De doute pourtant, il n'en a guère, sur la présence et la beauté de ces peintures murales : il les a lui-même eues sous les yeux pendant de longues années, car il fréquente l'église de la Sainte-Vierge à Wasmuel depuis son adolescence. « Les quatre évangélistes étaient représentés en grand, dit-il, de la hauteur des fûts des colonnes, de part et d'autre de l'autel. Un décor rare ! C'était très élégant, je m'en souviens très bien. Et au-dessus, sous la voûte, Dieu le père et les anges. »

 

L'inventaire du patrimoine dressé en son temps par l'IRPA comporte une photo en noir et blanc de ces fresques. Il s'agirait, plus précisément, de peintures sur toile marouflée (c'est-à-dire collée sur le mur), nous apprend l'inventaire.

 

Si l'église a été bâtie en 1826, les peintures murales, elles, sont postérieures. Elles datent de la toute fin du XIXe siècle ou du tout début du XXe. Elles avaient conservé leur fraîcheur, se souvient Jean-Marie Cauchies, quand on a pourtant décidé de les cacher, dans les années 1970. « Mais pourquoi ? », s'indigne José Cupido.
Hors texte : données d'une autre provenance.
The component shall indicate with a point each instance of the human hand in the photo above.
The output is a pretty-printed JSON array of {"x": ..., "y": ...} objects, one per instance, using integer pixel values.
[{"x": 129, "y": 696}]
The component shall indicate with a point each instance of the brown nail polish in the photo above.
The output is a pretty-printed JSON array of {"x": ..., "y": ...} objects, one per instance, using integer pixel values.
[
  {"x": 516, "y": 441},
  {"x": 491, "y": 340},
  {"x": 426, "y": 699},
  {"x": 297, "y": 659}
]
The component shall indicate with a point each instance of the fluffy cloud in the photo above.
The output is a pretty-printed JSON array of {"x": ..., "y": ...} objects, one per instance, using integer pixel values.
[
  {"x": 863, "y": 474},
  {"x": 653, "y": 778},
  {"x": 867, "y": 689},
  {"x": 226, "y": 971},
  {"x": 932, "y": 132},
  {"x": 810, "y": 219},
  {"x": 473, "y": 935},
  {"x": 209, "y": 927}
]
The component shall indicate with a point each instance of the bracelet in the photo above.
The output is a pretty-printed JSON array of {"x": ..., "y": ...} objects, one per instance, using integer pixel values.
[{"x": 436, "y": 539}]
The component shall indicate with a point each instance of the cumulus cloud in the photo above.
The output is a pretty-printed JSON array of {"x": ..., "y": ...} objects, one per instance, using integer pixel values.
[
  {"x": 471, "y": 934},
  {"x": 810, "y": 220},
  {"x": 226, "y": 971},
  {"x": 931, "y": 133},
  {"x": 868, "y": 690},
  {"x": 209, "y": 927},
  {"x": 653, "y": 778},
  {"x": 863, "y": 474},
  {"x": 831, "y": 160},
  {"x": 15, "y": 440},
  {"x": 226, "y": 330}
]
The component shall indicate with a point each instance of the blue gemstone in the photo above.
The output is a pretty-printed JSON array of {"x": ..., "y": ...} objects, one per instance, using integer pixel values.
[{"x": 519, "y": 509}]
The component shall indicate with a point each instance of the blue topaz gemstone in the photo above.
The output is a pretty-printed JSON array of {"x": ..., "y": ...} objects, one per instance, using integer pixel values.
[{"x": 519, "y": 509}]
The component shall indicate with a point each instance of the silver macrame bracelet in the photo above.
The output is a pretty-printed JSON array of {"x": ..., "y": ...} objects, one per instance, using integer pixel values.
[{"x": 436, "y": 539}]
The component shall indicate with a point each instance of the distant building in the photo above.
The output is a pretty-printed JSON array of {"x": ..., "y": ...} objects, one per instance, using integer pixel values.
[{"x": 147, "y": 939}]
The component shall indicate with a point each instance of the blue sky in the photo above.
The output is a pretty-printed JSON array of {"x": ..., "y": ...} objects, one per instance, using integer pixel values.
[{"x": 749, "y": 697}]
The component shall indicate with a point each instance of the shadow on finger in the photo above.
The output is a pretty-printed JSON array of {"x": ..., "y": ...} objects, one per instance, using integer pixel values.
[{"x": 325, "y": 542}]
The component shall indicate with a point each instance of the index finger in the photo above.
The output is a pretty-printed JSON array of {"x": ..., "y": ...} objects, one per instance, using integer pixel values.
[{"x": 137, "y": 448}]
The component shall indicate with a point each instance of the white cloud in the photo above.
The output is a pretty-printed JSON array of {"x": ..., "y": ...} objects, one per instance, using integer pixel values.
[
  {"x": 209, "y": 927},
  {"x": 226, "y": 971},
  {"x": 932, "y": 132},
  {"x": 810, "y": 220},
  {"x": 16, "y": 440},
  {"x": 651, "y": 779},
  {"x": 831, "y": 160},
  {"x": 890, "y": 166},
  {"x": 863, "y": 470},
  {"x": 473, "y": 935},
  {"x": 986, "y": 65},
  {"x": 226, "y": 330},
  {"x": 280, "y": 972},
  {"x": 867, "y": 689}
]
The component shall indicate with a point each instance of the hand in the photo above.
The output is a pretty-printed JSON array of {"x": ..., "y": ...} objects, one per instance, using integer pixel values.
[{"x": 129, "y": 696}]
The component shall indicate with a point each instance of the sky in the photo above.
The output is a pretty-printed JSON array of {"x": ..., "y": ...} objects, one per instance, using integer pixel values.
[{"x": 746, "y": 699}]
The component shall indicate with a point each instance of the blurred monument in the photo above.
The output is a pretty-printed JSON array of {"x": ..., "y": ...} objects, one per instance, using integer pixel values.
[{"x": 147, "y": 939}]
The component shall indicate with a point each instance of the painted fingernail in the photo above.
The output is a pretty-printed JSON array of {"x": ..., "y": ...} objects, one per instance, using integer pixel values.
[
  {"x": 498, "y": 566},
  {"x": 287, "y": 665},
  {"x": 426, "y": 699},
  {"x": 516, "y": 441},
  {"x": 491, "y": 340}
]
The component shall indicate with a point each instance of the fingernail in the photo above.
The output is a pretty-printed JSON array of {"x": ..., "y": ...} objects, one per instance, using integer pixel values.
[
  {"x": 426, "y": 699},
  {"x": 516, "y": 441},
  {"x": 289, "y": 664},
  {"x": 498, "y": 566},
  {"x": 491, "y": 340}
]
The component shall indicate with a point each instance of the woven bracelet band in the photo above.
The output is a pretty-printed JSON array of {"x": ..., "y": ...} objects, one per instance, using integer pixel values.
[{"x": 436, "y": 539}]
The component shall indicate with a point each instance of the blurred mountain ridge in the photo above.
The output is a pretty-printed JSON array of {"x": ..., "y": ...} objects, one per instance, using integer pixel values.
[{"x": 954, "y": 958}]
L'abbé Gobert, curé de cette paroisse à l'époque, n'est plus de ce monde pour l'expliquer. On en est réduit à des hypothèses. « Après le concile Vatican II, on a recherché une plus grande sobriété, avance Jean-Marie Cauchies. Dans certaines églises on a ôté des statues de saint, on les a parfois même détruites au marteau (des statues de plâtre sans aucune valeur artistique, naturellement). Ici, est-ce pour cette raison qu'on a recouvert les fresques et tout peint en blanc, par volonté de simplicité ? C'est possible. » De plus le style pictural de la « belle époque » était jugé sans intérêt dans les années septante. « On trouvait ça ringard. Ce n'était pas de l'hostilité, plutôt de l'indifférence. »

 

Quelles qu'aient été les motivations de ceux qui ont voulu faire disparaître ces peintures murales il y a environ une quarantaine d'années, le désir de la fabrique d'église aujourd'hui est de les ramener à la lumière.

 

Mais, après plusieurs décennies coincées entre mur et gyproc, dans quel état sont-elles ? Avait-on cloué un lattage dessus, sans ménagement, pour y fixer les plaques de plâtre ? Mystère. Il faudra essayer de se faire une idée de l'état de conservation de ces œuvres avant de démolir toute la paroi. « L'enquête » de la fabrique d'église wasmuelloise ne fait que commencer.

 

Source : Corinne Toubeau, La Province

du jeudi 9 novembre 2017 (photo : IRPA).